2.4. AOCL-BLAS Level-3 Block-Size Tuning#

AOCL-BLAS level-3 operations like DGEMM, DTRSM performance is largely impacted by the block sizes used by AOCL-BLAS. A matrix-matrix multiplication of large m, n, and k dimensions is partitioned into sub-problems of the specified block sizes.

Many HPC, scientific applications, and benchmarks run on high-end cluster of machines, each with multiple cores. They run programs with multiple instances through Message Passing Interface (MPI) based APIs or separate instances of each program. Depending on whether the application using AOCL-BLAS is running in multi-instance mode or single instance, the specified block sizes will have an impact on the overall performance.

The default values for the block size in AOCL-BLAS GitHub repository (amd/blis) is set to extract the best performance for such HPC applications/benchmarks, which use single-threaded AOCL-BLAS and run in multi-instance mode on AMD EPYCTM AMD “Zen” core processors. However, if your application runs as a single instance, the block sizes for an optimal performance would vary.

The following settings will help you choose the optimal values for the block sizes based on the way the application is run:

2nd Gen AMD EPYCTM Processors (codenamed “Rome”)

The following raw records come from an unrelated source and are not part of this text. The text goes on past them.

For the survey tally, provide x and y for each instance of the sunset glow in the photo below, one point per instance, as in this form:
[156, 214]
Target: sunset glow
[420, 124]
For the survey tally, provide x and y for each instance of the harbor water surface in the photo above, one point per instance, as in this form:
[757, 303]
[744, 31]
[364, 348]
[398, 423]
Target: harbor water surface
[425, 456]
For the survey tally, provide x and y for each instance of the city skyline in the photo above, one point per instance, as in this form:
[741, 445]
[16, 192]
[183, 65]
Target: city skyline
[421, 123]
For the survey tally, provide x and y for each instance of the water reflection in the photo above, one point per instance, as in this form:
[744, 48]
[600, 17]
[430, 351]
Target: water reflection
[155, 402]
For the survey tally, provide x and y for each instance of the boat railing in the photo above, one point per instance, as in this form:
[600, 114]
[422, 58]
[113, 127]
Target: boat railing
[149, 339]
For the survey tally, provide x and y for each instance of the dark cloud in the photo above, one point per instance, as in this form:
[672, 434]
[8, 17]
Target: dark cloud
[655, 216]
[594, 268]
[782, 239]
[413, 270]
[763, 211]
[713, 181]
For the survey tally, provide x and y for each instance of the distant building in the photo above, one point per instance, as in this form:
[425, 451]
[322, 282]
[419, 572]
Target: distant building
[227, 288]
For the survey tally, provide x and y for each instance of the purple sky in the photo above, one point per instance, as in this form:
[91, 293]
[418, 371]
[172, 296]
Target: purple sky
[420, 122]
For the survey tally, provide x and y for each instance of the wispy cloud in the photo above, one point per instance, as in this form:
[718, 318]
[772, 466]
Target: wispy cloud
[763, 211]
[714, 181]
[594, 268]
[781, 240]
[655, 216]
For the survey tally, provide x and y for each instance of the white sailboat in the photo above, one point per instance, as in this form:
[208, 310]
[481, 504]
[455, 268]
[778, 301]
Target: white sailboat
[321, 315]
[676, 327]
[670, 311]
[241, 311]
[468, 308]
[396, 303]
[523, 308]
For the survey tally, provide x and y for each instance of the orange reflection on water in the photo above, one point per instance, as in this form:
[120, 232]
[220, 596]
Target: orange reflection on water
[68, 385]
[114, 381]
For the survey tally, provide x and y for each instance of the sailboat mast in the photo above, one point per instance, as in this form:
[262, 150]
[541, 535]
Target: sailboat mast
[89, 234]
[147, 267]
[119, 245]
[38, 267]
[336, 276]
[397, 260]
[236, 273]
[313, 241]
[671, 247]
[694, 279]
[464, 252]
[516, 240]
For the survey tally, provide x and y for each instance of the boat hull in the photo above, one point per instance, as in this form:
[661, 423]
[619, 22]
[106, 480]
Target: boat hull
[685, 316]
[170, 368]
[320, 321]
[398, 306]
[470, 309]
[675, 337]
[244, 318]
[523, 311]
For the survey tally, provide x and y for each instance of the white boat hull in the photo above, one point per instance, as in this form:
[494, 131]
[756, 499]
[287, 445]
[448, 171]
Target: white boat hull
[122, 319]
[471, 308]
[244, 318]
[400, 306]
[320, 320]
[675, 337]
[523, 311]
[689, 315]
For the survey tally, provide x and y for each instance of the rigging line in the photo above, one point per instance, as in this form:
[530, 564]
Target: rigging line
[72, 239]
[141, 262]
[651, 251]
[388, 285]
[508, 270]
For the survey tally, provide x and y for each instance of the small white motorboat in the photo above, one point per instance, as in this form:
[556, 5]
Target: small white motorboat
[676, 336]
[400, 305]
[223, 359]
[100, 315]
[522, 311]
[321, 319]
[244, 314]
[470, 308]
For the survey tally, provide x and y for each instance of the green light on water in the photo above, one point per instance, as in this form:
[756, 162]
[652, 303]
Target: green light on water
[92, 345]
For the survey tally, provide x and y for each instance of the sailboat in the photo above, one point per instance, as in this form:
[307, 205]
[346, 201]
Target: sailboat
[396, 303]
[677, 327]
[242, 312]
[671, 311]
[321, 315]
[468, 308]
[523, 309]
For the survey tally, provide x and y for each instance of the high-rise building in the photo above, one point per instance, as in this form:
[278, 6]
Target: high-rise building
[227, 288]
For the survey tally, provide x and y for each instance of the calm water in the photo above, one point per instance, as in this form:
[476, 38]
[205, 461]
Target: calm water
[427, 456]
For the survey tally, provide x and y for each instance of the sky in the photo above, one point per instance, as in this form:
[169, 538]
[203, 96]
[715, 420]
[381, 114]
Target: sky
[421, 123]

  1. Open the file bli_family_zen2.h in the AOCL-BLAS source:

    $ cd "config/zen2/bli_family_zen2.h"
    
  2. For applications/benchmarks running in multi-instance mode and using multi-threaded AOCL-BLAS, ensure that the macro AOCL_BLIS_MULTIINSTANCE is set to 0. As of AOCL 2.x release, this is the default setting. The HPL benchmark is found to generate better performance numbers using the following setting for multi-threaded AOCL-BLAS:

    #define AOCL_BLIS_MULTIINSTANCE 0
    

1st Gen AMD EPYCTM Processors (codenamed “Naples”)

  1. Open the file bli_cntx_init_zen.c under the AOCL-BLAS source:

    $ cd "config/zen/bli_family_zen.h"
    
  2. Ensure the macro, BLIS_ENABLE_ZEN_BLOCK_SIZES is defined:

    #define BLIS_ENABLE_ZEN_BLOCK_SIZES
    

Multi-Instance Mode

For applications/benchmarks running in multi-instance mode, ensure that the macro BLIS_ENABLE_SINGLE_INSTANCE_BLOCK_SIZES is set to 0. As of AOCL 2.x release, following is the default setting:

#define BLIS_ENABLE_SINGLE_INSTANCE_BLOCK_SIZES 0

The optimal block sizes for this mode on AMD EPYCTM are defined in the file config/zen/ bli_cntx_init_zen.c:

bli_blksz_init_easy( &blkszs[ BLIS_MC ],  144,  240,  144,   72 );
bli_blksz_init_easy( &blkszs[ BLIS_KC ],  256,  512,  256,  256 );
bli_blksz_init_easy( &blkszs[ BLIS_NC ], 4080, 2040, 4080, 4080 );

Single-Instance Mode

For the applications running as a single instance, ensure that the macro BLIS_ENABLE_SINGLE_INSTANCE_BLOCK_SIZES is set to 1:

#define BLIS_ENABLE_SINGLE_INSTANCE_BLOCK_SIZES 1

The optimal block sizes for this mode on AMD EPYCTM are defined in the file config/zen/bli_cntx_init_zen.c:

bli_blksz_init_easy( &blkszs[ BLIS_MC ],  144,  510,  144,   72 );
bli_blksz_init_easy( &blkszs[ BLIS_KC ],  256, 1024,  256,  256 );
bli_blksz_init_easy( &blkszs[ BLIS_NC ], 4080, 4080, 4080, 4080 );

2.5. Performance Suggestions for Skinny Matrices#

AOCL-BLAS provides a selective packing for GEMM when one or two-dimensions of a matrix is exceedingly small. Selective packing is only applicable when sup is enabled. For optimal performance:

# C = beta*C + alpha*A*B
# Dimension (Dim) of A - m x k
# Dimension (Dim) of B - k x n
# Dimension (Dim) of C - m x n
# Assume all are stored in row-major format.

# IF m >> n
$ BLIS_PACK_A=1 ./test_gemm_blis.x - will give a better performance.

# IF m << n
$ BLIS_PACK_B=1 ./test_gemm_blis.x - will give a better performance.